←back to thread

615 points thunderbong | 6 comments | | HN request time: 0.218s | source | bottom
1. avidiax ◴[] No.45650342[source]
He did a good job on his setup, but I have to think that adding a spinning mirror would have made everything much faster and easier.

He could then capture an entire line quite quickly, and would only need a 1 dimensional janky mirror setup to handle the other axis. And his resolution in the rotating axis is limited only by how quickly he can pulse the laser.

Of course, his janky mirror setup could have been 2 off-the-shelf galvos, but I guess that isn't as much "content".
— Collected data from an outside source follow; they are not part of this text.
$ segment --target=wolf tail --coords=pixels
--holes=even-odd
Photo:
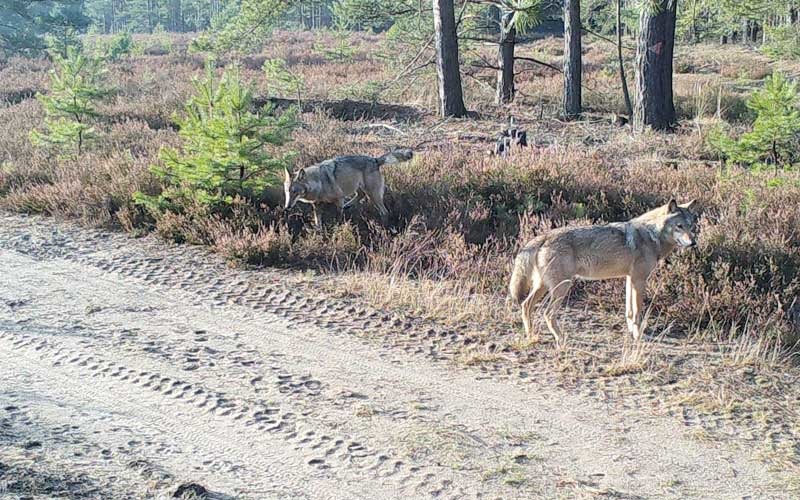
[[[544,242],[537,238],[525,245],[514,258],[514,270],[511,272],[511,281],[508,283],[508,294],[516,304],[522,304],[522,301],[531,293],[536,257],[542,243]]]
[[[404,161],[408,161],[414,157],[414,152],[409,148],[401,148],[395,149],[386,153],[383,156],[379,156],[375,158],[378,161],[378,166],[381,165],[394,165],[395,163],[401,163]]]

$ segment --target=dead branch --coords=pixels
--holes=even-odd
[[[368,123],[368,124],[364,125],[363,127],[361,127],[361,130],[368,129],[368,128],[385,128],[387,130],[391,130],[392,132],[397,132],[400,135],[406,135],[406,133],[403,132],[402,130],[400,130],[399,128],[393,127],[393,126],[391,126],[391,125],[389,125],[387,123]]]
[[[546,63],[544,61],[540,61],[538,59],[534,59],[533,57],[514,56],[514,60],[515,61],[528,61],[528,62],[532,62],[532,63],[536,63],[536,64],[540,64],[542,66],[548,67],[548,68],[550,68],[550,69],[552,69],[554,71],[558,71],[559,73],[563,73],[564,72],[564,70],[562,70],[561,68],[553,66],[552,64]]]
replies(4): >>45650444 #>>45650637 #>>45651864 #>>45655088 #
2. ahofmann ◴[] No.45650444[source]
But I think he does capture an entire line quite quickly. As I understood it, he “scans” a line of pixels in seconds.
3. kllrnohj ◴[] No.45650637[source]
I think a spinning mirror would make it a lot harder. He's only moving the mirror after the "animation" finishes. So it's capture video, step by 1 pixel, capture video, step by 1 pixel, capture video, etc... He's replaying the scene ~1 million times, for 1 million unique single pixel 2 billion fps videos.
replies(1): >>45655106 #
4. MBCook ◴[] No.45651864[source]
Are you suggesting it would be easier if the mirror spun at 2 billion revolutions per second?
5. rcxdude ◴[] No.45655088[source]
Yeah, spinning at a constant rate with an encoder for triggering would probably be a bit more consistent. But potentially more of a mechanical headache. And he does need a pretty big mirror due to being limited by the amount of light he can focus on the sensor, I'm not sure that there are galvos available with such a large area (especially for a reasonable price).
6. rcxdude ◴[] No.45655106[source]
Basically the constantly spinning motor would remove the complexity and slowdown of accelerating and decelerating it at the start and end of the motion. To capture a line, he's already scanning it across the scene and triggering the laser at specific points (when the encoder in the servo reaches certain values), if it was continuously rotating he could just do the same thing.

Though I don't think it would speed things up much, from what he was saying in one of the appendix videos on his second channel he doesn't do things like triggering the laser multiple times for each pixel to reduce noise because the bottleneck is copying the data off of the scope and it would stretch from hours to days to run.